Key facts

  • Seniors as a group drink less than younger people, but as the population ages, the number of older drinkers will increase. Moreover, young people today tend to drink more than past generations and may continue to drink more as they age.
  • Older adults are at particular risk for alcohol-related problems. As people age, they metabolize alcohol more slowly, and it therefore remains in the body longer, increasing the potential for harm.
  • Seniors are more likely to have health conditions that can be exacerbated by alcohol, including stroke, hypertension, neurodegenerative diseases, memory loss, mood disorders, and cognitive or emotional problems.
  • Older adults are more likely than younger people to take medications, putting them at risk of interactions that can be dangerous or even life-threatening. Alcohol also decreases the effectiveness of some medications.
  • In the United States, people 65 and over comprise 13 percent of the population yet account for more than one-third of total outpatient spending on prescription medications.
  • Seniors are more likely to be prescribed long-term and multiple prescriptions, and some experience cognitive decline that can lead to improper use of these prescriptions. In addition, those on fixed incomes may abuse another person's remaining medication to save money. Higher rates of illness, age-related changes in drug metabolism, and the potential for drug interactions may make any of these practices more dangerous for seniors than for younger people.
  • A large percentage of older adults use over-the-counter medicines and dietary supplements, which (in addition to alcohol) can compound adverse health effects resulting from prescription drug abuse.

Misuse of alcohol and medications is associated with poor health outcomes, higher health-care utilization, more complex course and prognosis of many illnesses, poor adherence to treatment and prevention for several chronic conditions, interactions with medications for chronic conditions, increased disability and impairment, compromised quality of life, increased caregiver stress, and higher risk of suicide or death.

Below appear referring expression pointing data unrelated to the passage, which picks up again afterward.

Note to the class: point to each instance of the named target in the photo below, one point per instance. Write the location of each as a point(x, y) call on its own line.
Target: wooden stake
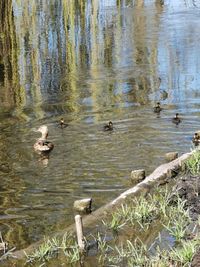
point(79, 232)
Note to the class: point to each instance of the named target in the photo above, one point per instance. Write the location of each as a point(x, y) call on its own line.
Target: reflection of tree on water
point(44, 158)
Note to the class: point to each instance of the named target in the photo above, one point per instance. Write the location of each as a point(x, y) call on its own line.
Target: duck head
point(44, 131)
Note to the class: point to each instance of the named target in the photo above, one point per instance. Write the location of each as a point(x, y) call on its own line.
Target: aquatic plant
point(115, 223)
point(131, 254)
point(184, 254)
point(51, 247)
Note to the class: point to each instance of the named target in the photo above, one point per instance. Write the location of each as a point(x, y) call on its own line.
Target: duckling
point(164, 94)
point(196, 139)
point(42, 145)
point(176, 119)
point(157, 108)
point(108, 126)
point(62, 123)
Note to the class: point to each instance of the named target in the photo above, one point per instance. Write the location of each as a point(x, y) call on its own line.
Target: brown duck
point(176, 119)
point(42, 145)
point(108, 126)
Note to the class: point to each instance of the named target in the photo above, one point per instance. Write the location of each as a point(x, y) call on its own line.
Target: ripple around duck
point(118, 78)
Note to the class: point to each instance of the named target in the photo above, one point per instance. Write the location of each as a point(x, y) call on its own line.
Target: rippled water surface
point(90, 62)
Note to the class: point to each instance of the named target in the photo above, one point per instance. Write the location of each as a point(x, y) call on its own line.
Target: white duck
point(42, 145)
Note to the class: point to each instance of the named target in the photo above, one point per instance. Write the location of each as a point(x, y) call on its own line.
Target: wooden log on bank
point(79, 232)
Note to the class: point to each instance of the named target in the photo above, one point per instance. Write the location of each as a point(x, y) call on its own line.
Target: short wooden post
point(79, 232)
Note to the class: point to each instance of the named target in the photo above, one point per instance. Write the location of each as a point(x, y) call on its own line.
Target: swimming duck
point(62, 123)
point(196, 139)
point(157, 108)
point(108, 126)
point(164, 94)
point(42, 145)
point(176, 119)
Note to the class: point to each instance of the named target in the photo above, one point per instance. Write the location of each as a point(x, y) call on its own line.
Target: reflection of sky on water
point(44, 43)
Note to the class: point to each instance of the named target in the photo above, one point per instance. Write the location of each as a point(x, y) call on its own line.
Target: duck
point(62, 123)
point(42, 145)
point(176, 119)
point(164, 94)
point(157, 108)
point(108, 126)
point(196, 139)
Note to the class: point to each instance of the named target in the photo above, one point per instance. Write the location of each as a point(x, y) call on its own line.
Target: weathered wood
point(162, 173)
point(83, 205)
point(79, 232)
point(171, 156)
point(137, 175)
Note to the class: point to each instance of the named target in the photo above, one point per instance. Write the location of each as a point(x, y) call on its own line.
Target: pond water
point(90, 62)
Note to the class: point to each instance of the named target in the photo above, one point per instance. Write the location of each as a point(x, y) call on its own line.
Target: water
point(89, 62)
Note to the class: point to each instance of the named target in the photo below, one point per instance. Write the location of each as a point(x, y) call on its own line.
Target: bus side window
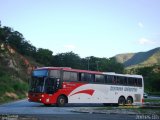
point(79, 77)
point(135, 82)
point(125, 81)
point(73, 76)
point(121, 80)
point(99, 79)
point(114, 80)
point(139, 82)
point(66, 76)
point(118, 80)
point(130, 81)
point(108, 79)
point(84, 77)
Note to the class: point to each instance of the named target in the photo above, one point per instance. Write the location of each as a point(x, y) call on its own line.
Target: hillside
point(15, 70)
point(140, 59)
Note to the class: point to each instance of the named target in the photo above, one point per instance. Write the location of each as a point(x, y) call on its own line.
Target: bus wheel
point(129, 100)
point(121, 101)
point(61, 101)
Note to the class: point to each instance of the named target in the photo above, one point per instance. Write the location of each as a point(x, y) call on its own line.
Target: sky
point(100, 28)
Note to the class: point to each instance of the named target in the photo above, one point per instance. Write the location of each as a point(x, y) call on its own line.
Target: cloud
point(140, 24)
point(70, 47)
point(144, 41)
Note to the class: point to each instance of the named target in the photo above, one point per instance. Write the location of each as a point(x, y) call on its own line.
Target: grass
point(11, 88)
point(152, 100)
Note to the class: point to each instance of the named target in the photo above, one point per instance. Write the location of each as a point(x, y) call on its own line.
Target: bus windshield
point(44, 81)
point(37, 84)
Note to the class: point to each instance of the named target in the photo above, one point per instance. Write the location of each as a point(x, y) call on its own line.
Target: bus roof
point(124, 75)
point(69, 69)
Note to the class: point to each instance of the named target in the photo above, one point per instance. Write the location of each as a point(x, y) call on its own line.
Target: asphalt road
point(27, 110)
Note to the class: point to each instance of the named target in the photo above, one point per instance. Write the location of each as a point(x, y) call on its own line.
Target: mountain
point(15, 70)
point(140, 59)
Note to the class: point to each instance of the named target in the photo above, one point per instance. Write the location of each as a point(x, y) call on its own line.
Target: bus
point(61, 85)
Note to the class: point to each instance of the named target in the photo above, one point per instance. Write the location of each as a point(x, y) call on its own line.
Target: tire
point(121, 101)
point(129, 100)
point(61, 101)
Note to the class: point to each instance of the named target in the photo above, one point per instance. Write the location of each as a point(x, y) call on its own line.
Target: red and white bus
point(60, 85)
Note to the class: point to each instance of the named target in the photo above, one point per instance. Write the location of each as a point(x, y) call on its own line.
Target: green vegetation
point(151, 76)
point(18, 57)
point(11, 88)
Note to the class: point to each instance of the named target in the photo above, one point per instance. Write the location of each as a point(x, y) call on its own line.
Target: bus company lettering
point(130, 89)
point(117, 88)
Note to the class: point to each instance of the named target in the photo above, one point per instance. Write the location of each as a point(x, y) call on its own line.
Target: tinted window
point(70, 76)
point(130, 81)
point(139, 82)
point(40, 73)
point(87, 77)
point(55, 73)
point(99, 79)
point(108, 79)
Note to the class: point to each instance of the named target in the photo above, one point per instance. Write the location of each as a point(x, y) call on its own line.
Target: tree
point(44, 56)
point(68, 59)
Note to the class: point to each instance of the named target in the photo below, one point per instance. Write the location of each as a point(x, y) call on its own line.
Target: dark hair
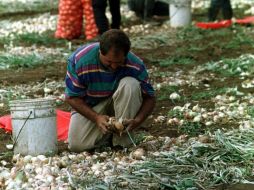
point(114, 39)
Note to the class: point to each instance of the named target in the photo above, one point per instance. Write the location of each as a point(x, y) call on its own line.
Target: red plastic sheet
point(225, 23)
point(62, 123)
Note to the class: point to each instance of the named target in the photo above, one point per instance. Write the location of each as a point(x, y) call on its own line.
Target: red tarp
point(62, 123)
point(224, 23)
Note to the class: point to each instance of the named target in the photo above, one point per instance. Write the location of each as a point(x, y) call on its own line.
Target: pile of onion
point(70, 20)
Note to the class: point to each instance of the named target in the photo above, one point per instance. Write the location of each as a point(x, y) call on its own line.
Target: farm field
point(200, 134)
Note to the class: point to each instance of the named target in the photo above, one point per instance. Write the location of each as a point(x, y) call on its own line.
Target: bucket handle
point(16, 139)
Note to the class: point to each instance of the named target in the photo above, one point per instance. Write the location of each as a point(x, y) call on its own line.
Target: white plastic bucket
point(34, 126)
point(180, 13)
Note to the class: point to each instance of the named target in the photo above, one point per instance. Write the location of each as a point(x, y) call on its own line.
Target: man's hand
point(130, 124)
point(102, 122)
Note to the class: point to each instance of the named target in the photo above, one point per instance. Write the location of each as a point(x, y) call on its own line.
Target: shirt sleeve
point(145, 84)
point(73, 85)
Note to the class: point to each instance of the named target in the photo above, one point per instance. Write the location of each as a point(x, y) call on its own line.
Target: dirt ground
point(212, 52)
point(58, 70)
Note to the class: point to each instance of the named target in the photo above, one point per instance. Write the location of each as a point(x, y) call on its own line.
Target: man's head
point(114, 47)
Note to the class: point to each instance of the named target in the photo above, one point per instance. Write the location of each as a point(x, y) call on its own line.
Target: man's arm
point(145, 110)
point(79, 105)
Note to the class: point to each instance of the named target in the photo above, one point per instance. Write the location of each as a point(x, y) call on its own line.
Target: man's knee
point(129, 82)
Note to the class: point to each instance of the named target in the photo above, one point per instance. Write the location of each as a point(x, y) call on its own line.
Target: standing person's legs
point(114, 7)
point(83, 133)
point(227, 9)
point(99, 9)
point(214, 9)
point(127, 101)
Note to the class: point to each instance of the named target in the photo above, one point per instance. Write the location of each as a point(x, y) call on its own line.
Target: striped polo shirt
point(87, 77)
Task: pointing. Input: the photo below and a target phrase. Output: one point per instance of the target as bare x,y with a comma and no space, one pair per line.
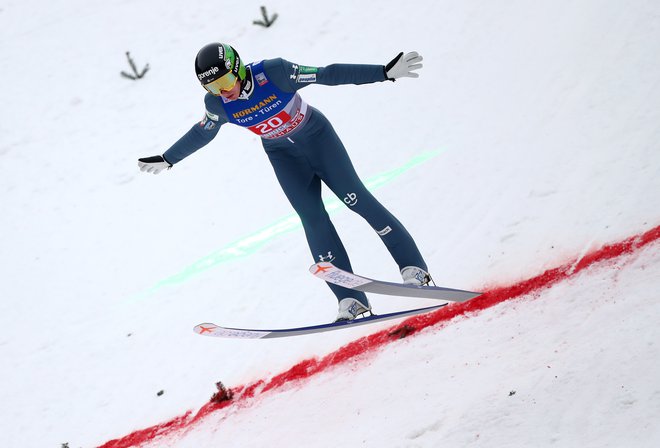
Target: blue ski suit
304,151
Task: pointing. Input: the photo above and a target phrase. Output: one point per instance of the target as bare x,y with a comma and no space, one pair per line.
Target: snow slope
543,120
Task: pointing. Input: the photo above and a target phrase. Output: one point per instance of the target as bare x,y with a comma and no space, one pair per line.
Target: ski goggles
223,84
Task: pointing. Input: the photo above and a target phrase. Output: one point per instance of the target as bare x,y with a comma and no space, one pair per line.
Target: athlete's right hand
154,164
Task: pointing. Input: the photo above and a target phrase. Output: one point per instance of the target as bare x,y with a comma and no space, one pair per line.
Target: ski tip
206,328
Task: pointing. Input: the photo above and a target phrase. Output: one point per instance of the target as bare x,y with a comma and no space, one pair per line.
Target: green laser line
249,245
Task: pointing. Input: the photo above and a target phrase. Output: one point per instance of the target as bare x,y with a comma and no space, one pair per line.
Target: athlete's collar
247,85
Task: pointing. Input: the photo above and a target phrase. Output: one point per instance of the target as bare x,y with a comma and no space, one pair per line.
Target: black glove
154,164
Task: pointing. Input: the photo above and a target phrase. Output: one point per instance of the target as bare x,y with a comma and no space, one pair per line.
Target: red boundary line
313,366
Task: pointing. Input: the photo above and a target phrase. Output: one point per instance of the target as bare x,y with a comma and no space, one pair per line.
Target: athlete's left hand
403,66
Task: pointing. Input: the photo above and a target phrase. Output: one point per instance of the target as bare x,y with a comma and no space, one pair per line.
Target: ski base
209,329
332,274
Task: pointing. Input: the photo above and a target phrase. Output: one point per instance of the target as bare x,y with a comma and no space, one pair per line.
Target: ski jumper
304,151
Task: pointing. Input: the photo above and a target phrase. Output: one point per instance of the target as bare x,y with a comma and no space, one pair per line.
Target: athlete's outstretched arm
290,76
197,137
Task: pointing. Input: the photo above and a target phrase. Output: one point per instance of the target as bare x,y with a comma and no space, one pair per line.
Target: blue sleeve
291,77
200,134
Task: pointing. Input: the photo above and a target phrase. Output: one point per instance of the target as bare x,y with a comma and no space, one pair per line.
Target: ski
331,273
214,330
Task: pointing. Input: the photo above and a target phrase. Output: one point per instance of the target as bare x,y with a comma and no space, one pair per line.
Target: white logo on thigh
327,258
385,231
351,199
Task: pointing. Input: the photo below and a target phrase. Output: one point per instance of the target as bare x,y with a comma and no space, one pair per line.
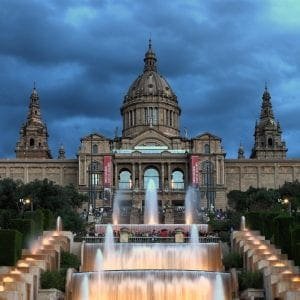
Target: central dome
150,83
150,101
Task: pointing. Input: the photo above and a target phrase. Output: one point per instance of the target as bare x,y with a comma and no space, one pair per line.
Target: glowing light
279,264
23,265
296,279
273,257
262,247
29,259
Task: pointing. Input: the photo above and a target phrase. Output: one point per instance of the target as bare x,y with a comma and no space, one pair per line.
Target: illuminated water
151,205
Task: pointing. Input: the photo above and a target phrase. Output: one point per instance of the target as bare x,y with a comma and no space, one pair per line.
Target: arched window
206,149
177,180
95,149
151,174
95,173
125,181
207,173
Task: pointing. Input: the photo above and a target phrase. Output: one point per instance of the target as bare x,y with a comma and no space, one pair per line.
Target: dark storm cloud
85,54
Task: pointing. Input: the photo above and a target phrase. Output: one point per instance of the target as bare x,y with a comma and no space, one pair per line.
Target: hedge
49,220
250,280
38,217
10,247
282,233
26,227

Health professionals should regularly screen seniors for alcohol and other substance use and provide advice on the management of related disorders, alone or in combination with other chronic conditions. Public policies limiting access and availability of alcoholic beverages can have a beneficial impact on consumption, including among the elderly. While psychotropic drugs need to be accessible in appropriate amounts for seniors who need them (particularly for chronic pain control), over-prescription and nonmedical uses must be prevented. Information and education for seniors on the interactions between alcohol and other prescription drugs and the effects on their mental and physical health can also be effective.